This is only the second engine I have had where the press fit has failed on a driving wheel. It has happened on the pilot.trailing wheels of other Accucraft engines, but this is mostly due to using a plastic insulator between the hub and axle, which often becomes impregnated with oil or deforms from heat, causing the wheel to slip on the axle. 

I have done many Accucraft drivers in the quartering jig and most all of them are well quartered. 

The RMC AC-6 conversions we do require a driver to be pressed off the axle in order to swap the axle boxes, these are a cast steel driver center and stainless axle, pressfitted with loctite, these are such a tolerance fit that they are pressed together in a specially adapted machinists vise with parallel bars and a wheel gauge jig. The quartering jig allows enough room to start the wheel on the axle (and still be able to move it for adjustment) before doing the final press with the bearing grade loctite. 
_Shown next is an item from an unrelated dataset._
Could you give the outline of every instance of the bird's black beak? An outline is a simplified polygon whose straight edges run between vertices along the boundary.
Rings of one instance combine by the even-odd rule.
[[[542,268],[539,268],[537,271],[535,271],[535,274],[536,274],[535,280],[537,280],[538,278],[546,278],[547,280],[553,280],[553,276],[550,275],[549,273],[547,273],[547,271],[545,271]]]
Unless the quartering is set wrong from the factory, most of the engines out there will be fine as they tend to be "adjusted" to run satisfactorily. I do not necessarily agree with adjusting a bearing versus re-quartering the driver in question, but to each his own on how to get the engine to preform.


----------



## xo18thfa (Jan 2, 2008)

That's right, the wheels are insulated. I did metal on metal press fit one time. That was a fiddle job. I'll key and loctite next time.


----------



## rbednarik (Jan 2, 2008)

Bob, 

Only the pilot and trailing wheels are insulated axle-hub. The driving wheels are insulated between the tyre and the wheel center, so the axle-hub press fit is metal-metal. As you know, it is quite the chore to get right and a real pain when something is just a fraction off!


----------



## xo18thfa (Jan 2, 2008)

Posted By rbednarik on 06 Dec 2010 04:13 PM 
Bob, 

Only the pilot and trailing wheels are insulated axle-hub. The driving wheels are insulated between the tyre and the wheel center, so the axle-hub press fit is metal-metal. As you know, it is quite the chore to get right and a real pain when something is just a fraction off! 




It took me hours to do 4.


----------



## RimfireJim (Mar 25, 2009)

The tolerances for a press fit in this size range are in the tenths of thousandths on each part, not an easy thing to create or even measure. A slightly loose fit augmented with one of the Loctite retaining compounds is one solution. Another is using a straight knurl on the shaft (not sure if that is practical on this small of a shaft - would need a fine knurling tool).


----------



## Mike O (Jan 2, 2008)

Charles, Ryan, 

Thanks for taking the time to post this information. The post and subsequent discussion is a great primer for us still learning. 

Mike


----------



## TrotFox (Feb 15, 2008)

Posted By Mike O on 07 Dec 2010 06:16 AM 
Charles, Ryan, 

Thanks for taking the time to post this information. The post and subsequent discussion is a great primer for us still learning. 

Mike 
And there are none of us still breathing who are not "still learning". 

Trot, the steamable, fox...


----------